The decaying bodies of three civilians killed more than a week ago were also found under the rubble of the building, a doctor said.
Gunmen initially opened fire on an army checkpoint at around 5:00 am (0200 GMT) in Saadiyah, 100 kilometres (62 miles) northeast of Baghdad, before fleeing into a nearby house, as a group of soldiers gave chase.
"The house then collapsed because of a bomb," said army Captain Mohanned Ibrahim. "The gunmen escaped through a back door."
Major Hussam Karim at the provincial security command said the initial house bomb had killed six troops and wounded two others, while a second, delayed, bomb hidden in the garden killed two soldiers and injured two.

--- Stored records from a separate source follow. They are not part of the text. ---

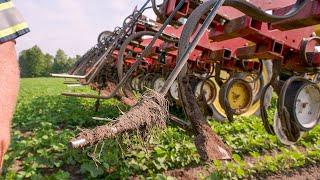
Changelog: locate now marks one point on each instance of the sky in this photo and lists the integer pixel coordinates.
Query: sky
(71, 25)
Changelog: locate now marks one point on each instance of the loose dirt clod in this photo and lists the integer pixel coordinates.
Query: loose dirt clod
(152, 111)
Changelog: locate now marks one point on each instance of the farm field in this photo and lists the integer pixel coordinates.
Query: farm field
(44, 122)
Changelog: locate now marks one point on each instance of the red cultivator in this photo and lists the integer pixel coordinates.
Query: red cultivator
(211, 60)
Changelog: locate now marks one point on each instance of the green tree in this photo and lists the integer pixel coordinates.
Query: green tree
(33, 63)
(62, 63)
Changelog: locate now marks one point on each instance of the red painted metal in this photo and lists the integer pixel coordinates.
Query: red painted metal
(310, 15)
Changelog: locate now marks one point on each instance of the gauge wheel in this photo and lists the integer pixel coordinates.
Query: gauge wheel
(218, 112)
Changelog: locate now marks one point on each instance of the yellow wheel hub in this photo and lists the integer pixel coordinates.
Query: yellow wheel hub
(239, 96)
(255, 87)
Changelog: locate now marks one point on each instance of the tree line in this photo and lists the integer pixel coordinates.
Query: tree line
(34, 63)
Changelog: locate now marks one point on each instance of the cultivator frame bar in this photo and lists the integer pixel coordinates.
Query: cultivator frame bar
(236, 40)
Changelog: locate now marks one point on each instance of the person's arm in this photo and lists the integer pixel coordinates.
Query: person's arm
(12, 25)
(9, 80)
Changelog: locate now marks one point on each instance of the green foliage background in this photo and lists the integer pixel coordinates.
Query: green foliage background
(45, 121)
(34, 63)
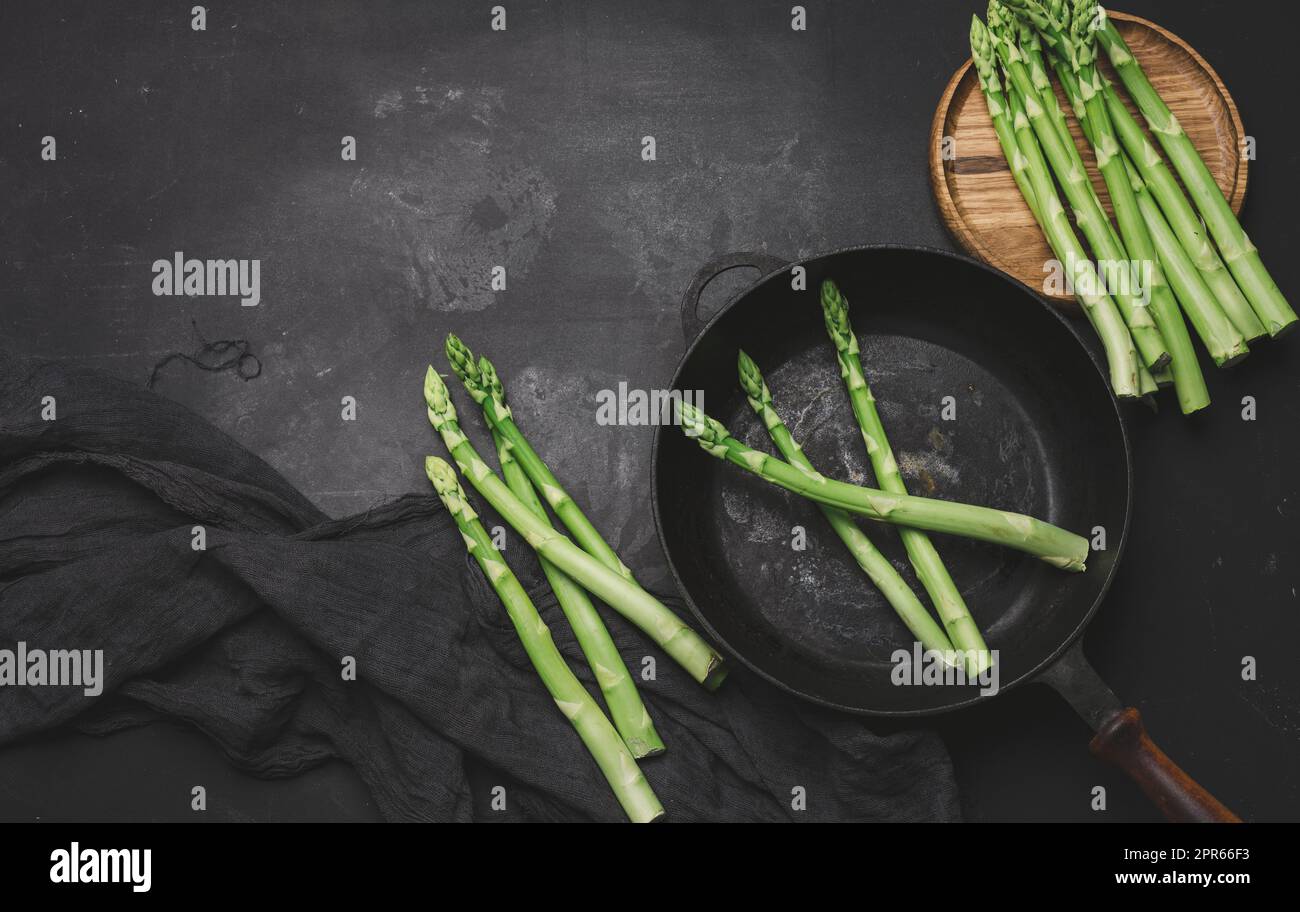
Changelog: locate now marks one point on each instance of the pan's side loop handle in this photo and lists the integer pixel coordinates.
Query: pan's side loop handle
(1122, 741)
(690, 321)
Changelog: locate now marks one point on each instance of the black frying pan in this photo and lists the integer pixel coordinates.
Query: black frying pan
(1036, 430)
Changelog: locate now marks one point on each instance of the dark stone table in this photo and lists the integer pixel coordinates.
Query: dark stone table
(523, 148)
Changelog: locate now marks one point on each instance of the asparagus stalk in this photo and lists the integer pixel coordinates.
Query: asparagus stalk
(607, 748)
(620, 693)
(1240, 255)
(645, 611)
(872, 563)
(1014, 530)
(1083, 87)
(1026, 157)
(1032, 50)
(1091, 217)
(1221, 338)
(485, 389)
(1191, 233)
(921, 551)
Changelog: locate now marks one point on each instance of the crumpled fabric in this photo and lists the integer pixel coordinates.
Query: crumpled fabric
(246, 639)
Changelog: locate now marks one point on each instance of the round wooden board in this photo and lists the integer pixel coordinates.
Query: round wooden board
(978, 198)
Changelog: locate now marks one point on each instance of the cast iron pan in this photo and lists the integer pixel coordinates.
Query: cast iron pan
(1036, 430)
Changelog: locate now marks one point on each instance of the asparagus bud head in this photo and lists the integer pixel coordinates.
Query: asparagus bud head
(436, 396)
(463, 364)
(1083, 30)
(709, 433)
(492, 386)
(835, 309)
(447, 486)
(752, 382)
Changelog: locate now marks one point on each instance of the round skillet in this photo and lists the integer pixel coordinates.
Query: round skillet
(988, 398)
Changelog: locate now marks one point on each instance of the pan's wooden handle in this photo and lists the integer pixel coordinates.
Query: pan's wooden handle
(1122, 741)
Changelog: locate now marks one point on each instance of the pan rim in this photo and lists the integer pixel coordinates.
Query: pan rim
(1027, 677)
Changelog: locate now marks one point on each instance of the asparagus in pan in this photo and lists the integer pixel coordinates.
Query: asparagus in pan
(921, 551)
(1014, 530)
(1240, 255)
(872, 563)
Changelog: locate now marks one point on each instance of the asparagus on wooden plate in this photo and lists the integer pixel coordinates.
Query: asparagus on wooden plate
(1083, 86)
(1091, 217)
(921, 551)
(867, 556)
(645, 611)
(1014, 530)
(1242, 256)
(1026, 156)
(607, 748)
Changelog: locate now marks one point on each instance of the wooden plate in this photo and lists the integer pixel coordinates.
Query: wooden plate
(978, 198)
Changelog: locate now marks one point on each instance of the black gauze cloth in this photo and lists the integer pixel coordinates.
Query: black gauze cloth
(245, 639)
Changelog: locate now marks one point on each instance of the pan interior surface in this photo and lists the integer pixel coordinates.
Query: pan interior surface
(987, 398)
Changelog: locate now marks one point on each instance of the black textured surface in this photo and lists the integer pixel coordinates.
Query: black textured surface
(1032, 429)
(521, 148)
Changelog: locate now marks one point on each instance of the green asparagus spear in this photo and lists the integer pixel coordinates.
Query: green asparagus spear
(645, 611)
(1091, 217)
(872, 563)
(1221, 338)
(1240, 255)
(490, 396)
(1083, 87)
(921, 551)
(1014, 530)
(611, 676)
(485, 389)
(1225, 295)
(1026, 156)
(607, 748)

Dr Abdulrazzaq Mustafa at Saadiyah hospital confirmed the toll.
In Baghdad on Wednesday, meanwhile, the head of a maternity hospital was shot dead by gunmen who tied up her husband before killing her, an interior ministry official said.

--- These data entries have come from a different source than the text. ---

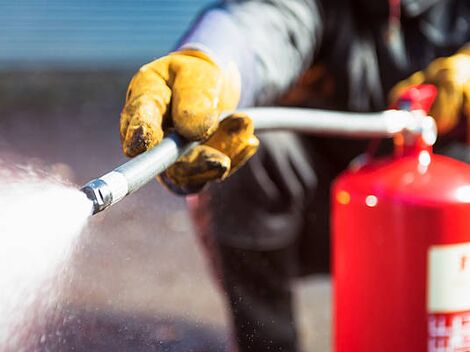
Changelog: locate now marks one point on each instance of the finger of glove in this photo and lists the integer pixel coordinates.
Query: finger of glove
(193, 170)
(196, 93)
(402, 86)
(447, 107)
(146, 105)
(234, 134)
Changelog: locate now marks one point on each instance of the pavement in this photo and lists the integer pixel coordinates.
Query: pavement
(138, 278)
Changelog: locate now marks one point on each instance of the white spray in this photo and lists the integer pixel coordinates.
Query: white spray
(40, 220)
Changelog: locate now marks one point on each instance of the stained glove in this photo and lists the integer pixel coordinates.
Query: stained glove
(186, 91)
(451, 76)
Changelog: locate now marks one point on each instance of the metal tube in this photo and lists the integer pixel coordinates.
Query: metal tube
(129, 177)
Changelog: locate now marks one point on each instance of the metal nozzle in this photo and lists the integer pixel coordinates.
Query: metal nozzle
(99, 193)
(129, 177)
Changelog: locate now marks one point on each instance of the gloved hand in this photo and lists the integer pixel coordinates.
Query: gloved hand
(187, 91)
(451, 76)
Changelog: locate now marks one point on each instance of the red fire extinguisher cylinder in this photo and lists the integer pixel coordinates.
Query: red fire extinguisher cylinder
(401, 254)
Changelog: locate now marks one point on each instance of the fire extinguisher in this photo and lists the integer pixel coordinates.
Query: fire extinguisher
(401, 249)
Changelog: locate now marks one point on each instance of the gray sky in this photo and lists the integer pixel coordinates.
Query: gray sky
(91, 32)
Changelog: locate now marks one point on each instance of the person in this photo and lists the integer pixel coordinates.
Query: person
(268, 223)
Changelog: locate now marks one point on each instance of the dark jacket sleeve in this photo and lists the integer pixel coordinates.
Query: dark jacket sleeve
(272, 42)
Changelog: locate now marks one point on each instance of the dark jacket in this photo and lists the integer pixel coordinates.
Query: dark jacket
(274, 41)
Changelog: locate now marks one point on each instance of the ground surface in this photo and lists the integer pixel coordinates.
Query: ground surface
(140, 282)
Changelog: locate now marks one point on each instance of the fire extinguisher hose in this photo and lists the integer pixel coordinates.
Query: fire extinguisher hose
(132, 175)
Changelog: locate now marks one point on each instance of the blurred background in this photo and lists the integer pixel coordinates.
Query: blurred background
(139, 281)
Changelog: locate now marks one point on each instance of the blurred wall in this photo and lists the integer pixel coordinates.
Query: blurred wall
(77, 33)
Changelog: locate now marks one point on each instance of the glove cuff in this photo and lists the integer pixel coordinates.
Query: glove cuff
(203, 49)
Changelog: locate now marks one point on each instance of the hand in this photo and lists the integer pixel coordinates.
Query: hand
(451, 76)
(187, 91)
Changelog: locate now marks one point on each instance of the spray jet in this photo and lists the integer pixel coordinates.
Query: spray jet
(131, 176)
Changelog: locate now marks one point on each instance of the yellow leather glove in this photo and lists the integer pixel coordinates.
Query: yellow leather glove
(451, 76)
(187, 91)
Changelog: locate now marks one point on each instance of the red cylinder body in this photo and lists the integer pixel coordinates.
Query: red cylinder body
(401, 256)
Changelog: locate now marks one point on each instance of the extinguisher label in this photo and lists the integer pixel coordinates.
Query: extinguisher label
(448, 298)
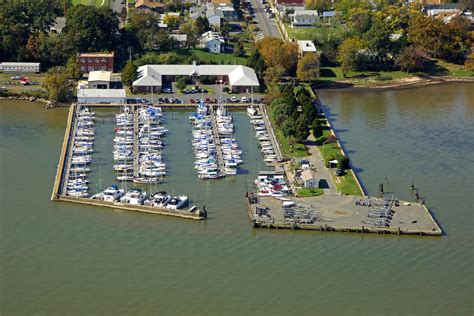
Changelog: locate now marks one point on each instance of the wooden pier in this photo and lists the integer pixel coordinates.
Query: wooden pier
(273, 139)
(340, 215)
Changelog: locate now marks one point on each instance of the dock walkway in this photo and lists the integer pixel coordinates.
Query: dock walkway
(273, 139)
(217, 141)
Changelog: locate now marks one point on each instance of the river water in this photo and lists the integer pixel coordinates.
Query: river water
(60, 258)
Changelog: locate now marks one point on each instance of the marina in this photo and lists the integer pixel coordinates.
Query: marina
(137, 158)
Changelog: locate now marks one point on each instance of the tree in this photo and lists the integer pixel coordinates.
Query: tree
(57, 85)
(308, 67)
(189, 29)
(91, 29)
(348, 53)
(316, 128)
(129, 73)
(202, 25)
(172, 21)
(411, 59)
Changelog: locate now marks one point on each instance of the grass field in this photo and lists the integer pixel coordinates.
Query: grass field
(96, 3)
(218, 58)
(318, 32)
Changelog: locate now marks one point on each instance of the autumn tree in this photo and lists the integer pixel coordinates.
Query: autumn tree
(308, 67)
(411, 59)
(129, 73)
(348, 53)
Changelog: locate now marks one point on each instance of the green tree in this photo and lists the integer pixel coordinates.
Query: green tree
(411, 59)
(129, 73)
(348, 53)
(57, 85)
(91, 29)
(202, 25)
(308, 67)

He said Dr Intissar Hassan Mohammed, chief of the Al-Alwiya maternity hospital in central Baghdad, was shot dead but her husband was spared.
Two traffic police were also gunned down in the capital, while a rocket attack on the southern neighbourhood of Dora killed one person and wounded three others, the official added.
According to the Iraqi medical association, the country had 34,000 doctors in the 1990s, but that dropped to just 16,000 in 2008, in the aftermath of the chaos that followed the US-led invasion that ousted dictator Saddam Hussein during which time doctors and nurses were targeted.
The violence comes as Iraq observes Ramadan, which began on Wednesday for Sunnis and will start on Thursday for the country`s majority Shiites.
In previous years the Muslim holy month of fasting has coincided with a spike in insurgent activity.
Iraq is also grappling with a five-month-long political impasse after a March 7 parliamentary election failed to produce a clear winner, ushering in as yet fruitless coalition negotiations between the leading parties.